Il G7 nasce durante la Guerra fredda, come luogo di incontro dei Paesi più industrializzati al mondo e, tuttora, rappresenta questo: potremmo dire, in altre parole, che l’esclusione di Russia e Cina da quel contesto ‘ha ancora un senso’. È pur vero che il G7, dopo gli eventi degli anni Novanta e la nuova riorganizzazione del sistema internazionale intorno al ‘mito’ della globalizzazione, ha tentato di trasformarsi in una struttura di governance internazionale più efficace, includendo la Russia – che pure non era un Paese industrializzato – e creando un G7+1, ossia un G8. Chiaramente, in questa prospettiva, avrebbe avuto senso includere, in un secondo tempo, anche la Cina. Si tratta un processo di riorientamento post-blocco, nella prospettiva di assumere una nuova veste istituzionale. Non è un caso che, da parte dei diplomatici, nel 1998 vi furono tentativi di creare un raccordo tra i 5 membri permanenti del Consiglio di Sicurezza ONU e il G8. Era un po’ come se la governance internazionale potesse procedere con due ‘motori‘, il secondo dei quali (il G8) avrebbe potuto, in un futuro prossimo, comprendere la Cina. Poi però è accaduto che, dopo l’annessione della Crimea, la Russia sia stata allontanata dal G8 (nuovamente G7 dal 2014), con l’esito tuttora effettivo di una retromarcia rispetto all’inclusione dei due Paesi.
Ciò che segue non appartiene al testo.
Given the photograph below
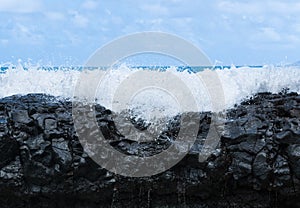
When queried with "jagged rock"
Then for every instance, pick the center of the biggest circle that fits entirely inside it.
(256, 163)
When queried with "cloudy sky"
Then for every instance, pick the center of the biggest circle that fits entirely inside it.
(230, 32)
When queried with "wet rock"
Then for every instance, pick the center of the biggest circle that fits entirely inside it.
(21, 116)
(43, 163)
(294, 156)
(261, 167)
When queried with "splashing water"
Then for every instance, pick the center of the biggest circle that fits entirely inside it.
(237, 84)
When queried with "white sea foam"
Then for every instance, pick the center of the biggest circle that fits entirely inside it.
(237, 84)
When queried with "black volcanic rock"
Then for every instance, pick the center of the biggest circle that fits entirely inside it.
(256, 164)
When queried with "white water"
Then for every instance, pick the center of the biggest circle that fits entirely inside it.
(237, 84)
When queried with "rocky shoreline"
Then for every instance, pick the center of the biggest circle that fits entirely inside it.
(257, 162)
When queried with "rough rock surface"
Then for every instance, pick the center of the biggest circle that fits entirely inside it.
(256, 164)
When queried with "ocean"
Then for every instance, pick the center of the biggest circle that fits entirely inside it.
(237, 82)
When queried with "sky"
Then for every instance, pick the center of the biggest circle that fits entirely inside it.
(229, 32)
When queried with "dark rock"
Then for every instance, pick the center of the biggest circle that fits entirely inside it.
(256, 163)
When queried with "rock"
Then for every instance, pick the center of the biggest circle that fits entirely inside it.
(43, 163)
(21, 116)
(294, 156)
(261, 168)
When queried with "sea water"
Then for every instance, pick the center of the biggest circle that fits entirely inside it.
(237, 83)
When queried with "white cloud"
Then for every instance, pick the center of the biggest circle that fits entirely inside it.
(89, 4)
(4, 41)
(23, 6)
(258, 7)
(79, 20)
(156, 9)
(27, 34)
(56, 16)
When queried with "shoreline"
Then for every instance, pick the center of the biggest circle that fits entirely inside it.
(256, 163)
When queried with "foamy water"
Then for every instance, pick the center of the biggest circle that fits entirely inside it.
(237, 84)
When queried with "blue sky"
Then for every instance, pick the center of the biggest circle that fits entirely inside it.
(231, 32)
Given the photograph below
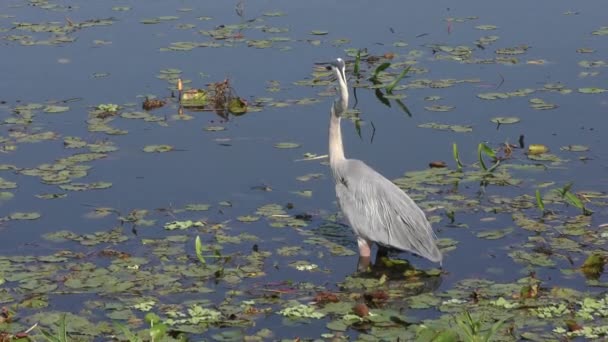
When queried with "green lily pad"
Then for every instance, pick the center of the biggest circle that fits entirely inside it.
(158, 148)
(5, 195)
(285, 145)
(24, 216)
(56, 109)
(591, 90)
(494, 234)
(248, 218)
(486, 27)
(439, 108)
(505, 120)
(575, 148)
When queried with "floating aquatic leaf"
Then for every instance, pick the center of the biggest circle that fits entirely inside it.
(505, 120)
(194, 98)
(537, 149)
(309, 176)
(183, 224)
(512, 51)
(540, 104)
(214, 128)
(445, 127)
(5, 195)
(237, 106)
(4, 184)
(51, 196)
(494, 234)
(158, 148)
(197, 207)
(56, 109)
(591, 90)
(286, 145)
(24, 216)
(304, 193)
(602, 31)
(493, 96)
(248, 218)
(439, 108)
(575, 148)
(301, 311)
(486, 27)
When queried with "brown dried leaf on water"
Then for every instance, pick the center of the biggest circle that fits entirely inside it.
(326, 297)
(361, 310)
(194, 98)
(150, 104)
(237, 106)
(593, 266)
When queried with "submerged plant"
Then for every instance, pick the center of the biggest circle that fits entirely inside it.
(61, 335)
(456, 156)
(484, 149)
(470, 329)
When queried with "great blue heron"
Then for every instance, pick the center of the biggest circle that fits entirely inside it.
(376, 209)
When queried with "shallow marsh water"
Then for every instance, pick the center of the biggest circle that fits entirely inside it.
(504, 258)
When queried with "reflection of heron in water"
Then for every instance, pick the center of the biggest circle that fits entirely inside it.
(376, 209)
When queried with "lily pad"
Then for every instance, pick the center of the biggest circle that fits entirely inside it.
(505, 120)
(286, 145)
(158, 148)
(56, 109)
(24, 216)
(590, 90)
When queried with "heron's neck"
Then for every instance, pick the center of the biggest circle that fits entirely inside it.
(336, 150)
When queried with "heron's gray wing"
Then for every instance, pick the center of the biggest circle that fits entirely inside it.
(380, 211)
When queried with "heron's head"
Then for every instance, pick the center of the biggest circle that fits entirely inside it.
(339, 68)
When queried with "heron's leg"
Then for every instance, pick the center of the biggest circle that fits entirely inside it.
(365, 249)
(365, 252)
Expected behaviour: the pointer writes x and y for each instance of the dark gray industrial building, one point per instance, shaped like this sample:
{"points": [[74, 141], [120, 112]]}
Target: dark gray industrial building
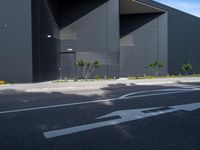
{"points": [[42, 39]]}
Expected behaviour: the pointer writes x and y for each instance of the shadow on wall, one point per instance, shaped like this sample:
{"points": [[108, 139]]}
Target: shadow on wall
{"points": [[68, 11], [131, 22]]}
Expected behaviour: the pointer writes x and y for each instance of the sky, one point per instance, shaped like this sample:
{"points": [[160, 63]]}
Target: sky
{"points": [[189, 6]]}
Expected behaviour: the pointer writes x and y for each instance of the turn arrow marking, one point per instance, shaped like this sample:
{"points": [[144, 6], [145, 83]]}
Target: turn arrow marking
{"points": [[124, 116]]}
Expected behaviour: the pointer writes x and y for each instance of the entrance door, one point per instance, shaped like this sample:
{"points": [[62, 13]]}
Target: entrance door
{"points": [[68, 65]]}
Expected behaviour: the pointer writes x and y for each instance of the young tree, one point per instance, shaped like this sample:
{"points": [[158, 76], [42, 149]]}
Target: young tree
{"points": [[88, 67], [186, 68], [155, 67]]}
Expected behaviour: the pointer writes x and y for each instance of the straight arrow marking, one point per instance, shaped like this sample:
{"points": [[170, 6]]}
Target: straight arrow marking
{"points": [[125, 116]]}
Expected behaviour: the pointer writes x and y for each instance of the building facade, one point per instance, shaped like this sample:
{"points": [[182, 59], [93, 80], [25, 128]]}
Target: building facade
{"points": [[43, 39]]}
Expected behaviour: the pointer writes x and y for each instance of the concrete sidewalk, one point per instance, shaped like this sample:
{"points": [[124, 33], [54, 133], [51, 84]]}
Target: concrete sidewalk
{"points": [[89, 85]]}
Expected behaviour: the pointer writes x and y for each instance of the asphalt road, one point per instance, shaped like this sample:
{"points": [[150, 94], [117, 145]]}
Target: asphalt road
{"points": [[114, 118]]}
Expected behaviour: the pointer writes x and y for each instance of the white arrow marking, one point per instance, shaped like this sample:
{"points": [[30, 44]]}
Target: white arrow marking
{"points": [[125, 116]]}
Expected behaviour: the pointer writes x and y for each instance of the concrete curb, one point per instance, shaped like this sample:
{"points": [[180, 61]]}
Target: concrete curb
{"points": [[81, 86]]}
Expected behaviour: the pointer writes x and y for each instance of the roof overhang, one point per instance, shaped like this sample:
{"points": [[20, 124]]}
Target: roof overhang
{"points": [[136, 7]]}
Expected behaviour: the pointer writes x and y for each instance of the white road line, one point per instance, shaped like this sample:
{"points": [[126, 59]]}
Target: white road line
{"points": [[97, 101]]}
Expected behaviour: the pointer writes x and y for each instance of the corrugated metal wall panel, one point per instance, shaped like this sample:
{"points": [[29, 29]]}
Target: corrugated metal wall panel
{"points": [[15, 41]]}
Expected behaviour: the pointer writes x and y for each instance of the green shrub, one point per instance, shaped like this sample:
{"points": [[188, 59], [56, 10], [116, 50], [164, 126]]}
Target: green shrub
{"points": [[97, 77]]}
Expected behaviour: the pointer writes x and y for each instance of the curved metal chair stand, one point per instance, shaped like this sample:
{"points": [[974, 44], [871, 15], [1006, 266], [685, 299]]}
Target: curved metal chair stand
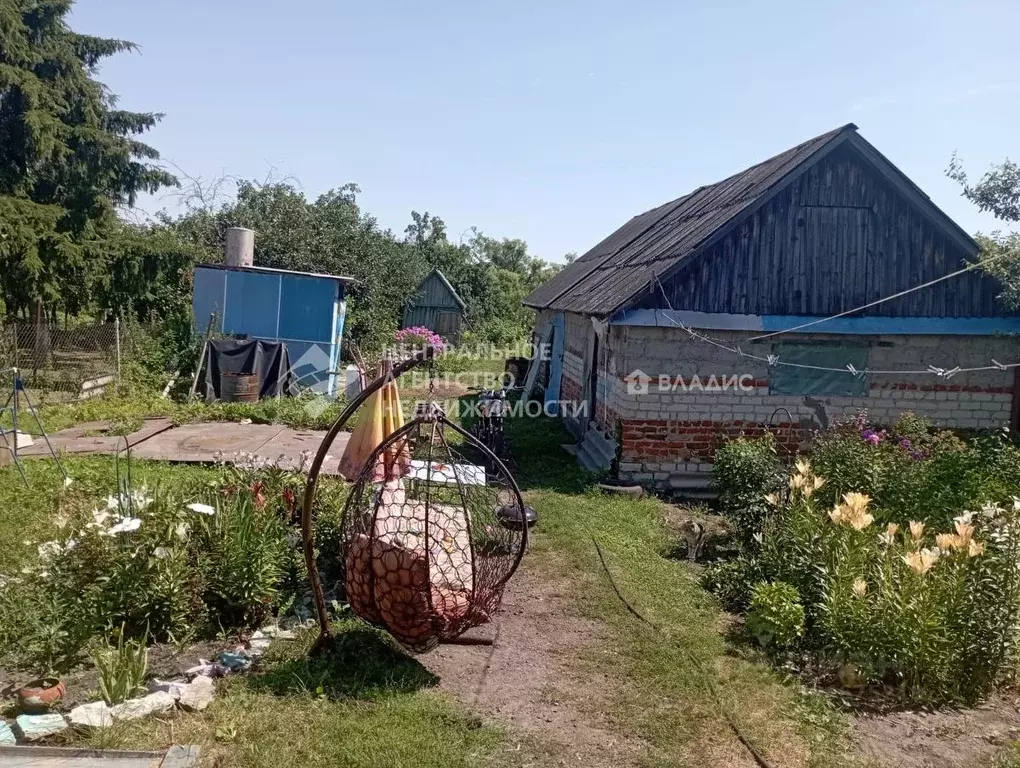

Nondimeno, ci chiediamo se valga ancora la pena farlo oggi, laddove quel ruolo integrativo è assolto dal G20: il prossimo vertice di Amburgo sarà il luogo in cui la Russia avrà voce in capitolo. Paradossalmente, forse il G7 potrebbe funzionare meglio tornando alla sua originaria natura, pur rinunciando all’ambizione di diventare il secondo motore del governo mondiale. Tuttavia, con la funzione assunta del G20, il G7 potrebbe diventare il luogo in cui i Paesi più industrializzati e più affini dal punto di vista della politica estera (al di là delle contingenze dell’Amministrazione Trump) potrebbero preparare e definire una ‘missione’ comune da portare al G20, tenendo conto anche che il G7 ormai include l’Unione Europea al massimo livello. Quello sarebbe un modo in cui i principali Paesi industrializzati dell’Europa, con L’Unione Europea, riescono a coordinare le loro politiche con Stati Uniti, Giappone, Canada, Francia e anche Gran Bretagna: proprio in ragione dell’uscita di quest’ultima dall’UE, il G7 potrebbe avere un ruolo importante in questo senso. Pertanto, pur condividendo le perplessità di Prodi, dico che tutto sommato è meglio per il G7 rimanere quello che è. Personalmente, non sono deluso dal fatto che l’Italia non abbia preso l’iniziativa di riportare la Russia a Taormina. Era un atto velleitario. Non penso che se fallirà – come prevedo – questo G7, sia da imputare al Governo l’errore di non aver insistito su questa condizione.
Tutto sommato, l’Italia, con queste priorità, ha comunque ribadito le sue posizioni. Se in questa fase Trump ha priorità diverse, non potremo certo imporle noi agli Stati Uniti, però possiamo ricordargli che ci sono anche altri Paesi che hanno le nostre idee. Per esempio, Macron potrebbe essere la vera sorpresa – l’incontro con Gentiloni, avvenuto la scorsa domenica, sembrerebbe già annunciarlo. Dopo Angela Merkel, Macron si è congratulato con l’Italia, che ora potrebbe trovarsi l’Europa dalla sua parte. Inoltre il suo attuale ruolo nel Consiglio di Sicurezza delle Nazioni Unite potrebbe, in qualche modo, esercitare una minima pressione su Trump.